Appel du 18 juin : Critique de l'esprit français et hommage aux soldats africains

             Appel du 18 juin : Critique de l'esprit français

                          et hommage aux soldats africains 

 

A la fin du mois d'octobre 2006, j'avais écrit un article dans lequel je critiquais le qualificatif "cartésien" souvent accolé à l'esprit français. J'avais alors trouvé dans le film "Indigènes", sorti la même année, et les remous politiques qu'il provoqua, les arguments suffisants pour fustiger ce que je considérais comme un abus de langage. C'était l'esprit français que j'attaquais. En ce jour de commémoration de l'appel du 18 juin, mes pensées vont vers tous les Africains qui ont été convoyés sur les différents fronts européens au nom de la liberté de la France et des français. Payés en monnaie de singe, les promesses faites sous l'ère Chirac ne furent concrétisées que récemment, au moment où ces combattants pour la liberté de la France ne sont guère que quelques rares individus à rester encore en vie.  

de Gaulle à Brazza 2 

           « Indigènes », la France n’est pas cartésienne

 

                Dans l’esprit de nombreux intellectuels et hommes politiques français, la France est drapée dans le magnifique manteau de la pensée de Descartes. On se plaît à affirmer avec beaucoup d’orgueil que l’esprit français est rationnel, cartésien.

                Et c’est la même fierté qui enfle le cœur du français lorsqu’il affirme à haute et intelligible voix qu’il vit dans un pays de liberté, d’égalité et de fraternité, oubliant totalement que ces trois notions ne sont point une réalité concrète mais plutôt un idéal à atteindre. Oui, c’est se tromper par excès d’orgueil que d’affirmer avec les hommes politiques et les journalistes prétentieux que règnent en terre de France la liberté, l’égalité devant la loi et la fraternité entre les citoyens. Au moment du choix de cette devise, ce n'était point l’idée qui animait ses initiateurs. Cela, personne ne peut en douter.
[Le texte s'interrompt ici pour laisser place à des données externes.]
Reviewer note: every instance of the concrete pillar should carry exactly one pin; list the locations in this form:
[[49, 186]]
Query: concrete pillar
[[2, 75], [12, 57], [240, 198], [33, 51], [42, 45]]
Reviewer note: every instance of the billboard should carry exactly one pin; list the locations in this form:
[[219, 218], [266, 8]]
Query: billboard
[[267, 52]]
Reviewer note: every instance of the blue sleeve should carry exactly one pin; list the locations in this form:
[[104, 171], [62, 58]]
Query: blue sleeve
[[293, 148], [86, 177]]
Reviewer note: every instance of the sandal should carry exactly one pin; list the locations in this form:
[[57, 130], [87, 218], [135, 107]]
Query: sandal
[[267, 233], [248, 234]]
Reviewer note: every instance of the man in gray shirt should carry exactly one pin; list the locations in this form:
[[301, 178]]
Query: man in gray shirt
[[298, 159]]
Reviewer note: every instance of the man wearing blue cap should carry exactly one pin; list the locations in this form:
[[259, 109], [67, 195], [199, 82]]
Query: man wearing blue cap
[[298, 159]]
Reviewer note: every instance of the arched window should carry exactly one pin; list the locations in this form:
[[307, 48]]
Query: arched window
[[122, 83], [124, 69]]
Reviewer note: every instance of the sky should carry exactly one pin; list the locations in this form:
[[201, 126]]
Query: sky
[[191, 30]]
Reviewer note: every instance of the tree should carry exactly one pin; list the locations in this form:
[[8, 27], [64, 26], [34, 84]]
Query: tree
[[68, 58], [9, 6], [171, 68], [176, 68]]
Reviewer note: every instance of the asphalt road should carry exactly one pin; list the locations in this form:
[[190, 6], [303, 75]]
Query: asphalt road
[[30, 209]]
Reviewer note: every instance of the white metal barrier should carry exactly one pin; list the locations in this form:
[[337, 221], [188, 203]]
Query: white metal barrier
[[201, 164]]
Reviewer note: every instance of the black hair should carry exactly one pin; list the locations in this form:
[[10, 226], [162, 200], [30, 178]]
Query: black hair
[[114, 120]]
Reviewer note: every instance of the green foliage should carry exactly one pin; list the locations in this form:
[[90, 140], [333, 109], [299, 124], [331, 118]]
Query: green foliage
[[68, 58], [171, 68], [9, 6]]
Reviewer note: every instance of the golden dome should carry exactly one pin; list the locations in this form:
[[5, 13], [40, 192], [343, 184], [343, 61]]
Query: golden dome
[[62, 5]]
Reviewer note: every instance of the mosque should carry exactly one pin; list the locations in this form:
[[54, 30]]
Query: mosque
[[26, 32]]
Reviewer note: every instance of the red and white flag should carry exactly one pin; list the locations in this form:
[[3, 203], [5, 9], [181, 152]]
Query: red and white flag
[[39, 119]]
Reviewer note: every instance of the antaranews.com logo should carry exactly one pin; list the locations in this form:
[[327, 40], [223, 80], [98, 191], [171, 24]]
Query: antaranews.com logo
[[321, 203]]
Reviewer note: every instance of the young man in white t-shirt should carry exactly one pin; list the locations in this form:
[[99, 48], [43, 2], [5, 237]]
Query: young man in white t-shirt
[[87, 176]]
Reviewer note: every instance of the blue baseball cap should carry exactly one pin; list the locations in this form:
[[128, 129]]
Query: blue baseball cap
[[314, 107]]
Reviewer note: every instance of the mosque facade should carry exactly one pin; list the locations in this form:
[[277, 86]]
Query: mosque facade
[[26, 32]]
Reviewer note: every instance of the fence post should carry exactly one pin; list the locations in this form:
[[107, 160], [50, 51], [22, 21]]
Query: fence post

Plus humblement, les pères de cette devise fixaient au peuple français un idéal vers lequel ils voudraient qu’il tende en toute circonstance ; un idéal qui se voulait le moteur des actions.
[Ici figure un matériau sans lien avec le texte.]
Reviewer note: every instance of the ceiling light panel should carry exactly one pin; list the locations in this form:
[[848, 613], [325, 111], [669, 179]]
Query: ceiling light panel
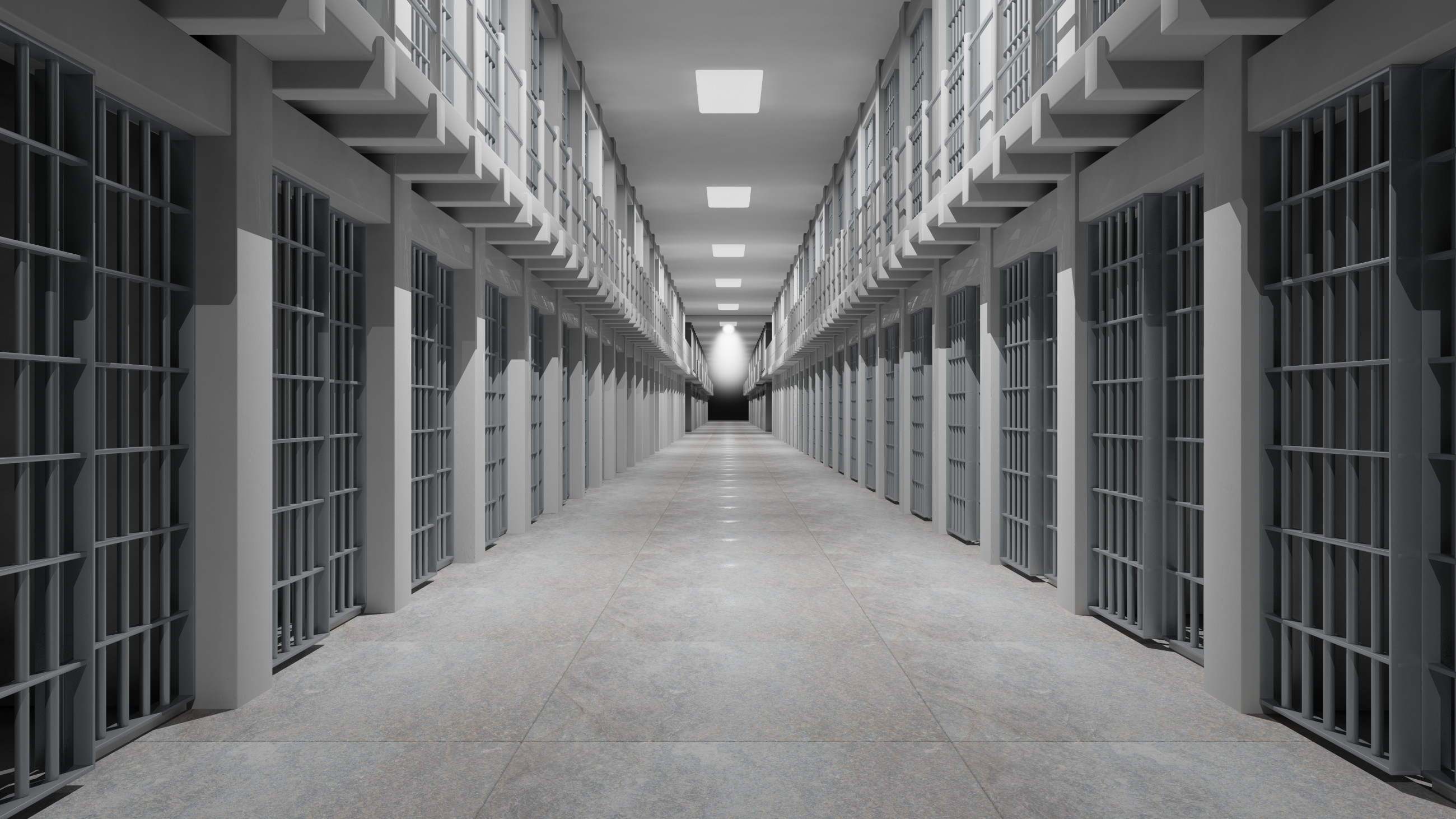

Il est donc temps que nous quittions cet air prétentieux qui nous porte sans cesse à affirmer ce qui n’est point. Il faut se garder d’être ridicule à force de s’envoyer des fleurs ou de se tresser des lauriers. Être français ne signifie point que l’on est meilleur ou pire que les autres ; et surtout il ne faut point croire qu’être français signifie que l’on est rationnel dan sa manière de concevoir l’égalité ou la justice sociale. Être français ne signifie en aucune façon que l’on est cartésien du simple fait que Descartes est français.

                Il me suffit, pour illustrer ma pensée, de rappeler ici les conséquences  de la sortie du film « Indigènes ». Quel homme politique, quel journaliste français, quel citoyen français ignorait – avant la sortie de ce film – que les Africains ont été nombreux à venir se battre pendant la deuxième guerre mondiale pour la libération de la France ? Quel homme politique, quel journaliste, quel citoyen français ignorait – avant la sortie de ce film – que ces Africains, une fois la guerre terminée se sont retrouvés avec des soldes dérisoires alors que les anciens combattants français étaient gracieusement récompensés ? Quel homme politique, quel journaliste n’a jamais entendu le cri de détresse des anciens combattants africains demandant justice par le versement d’une solde égale à celle des anciens combattants français.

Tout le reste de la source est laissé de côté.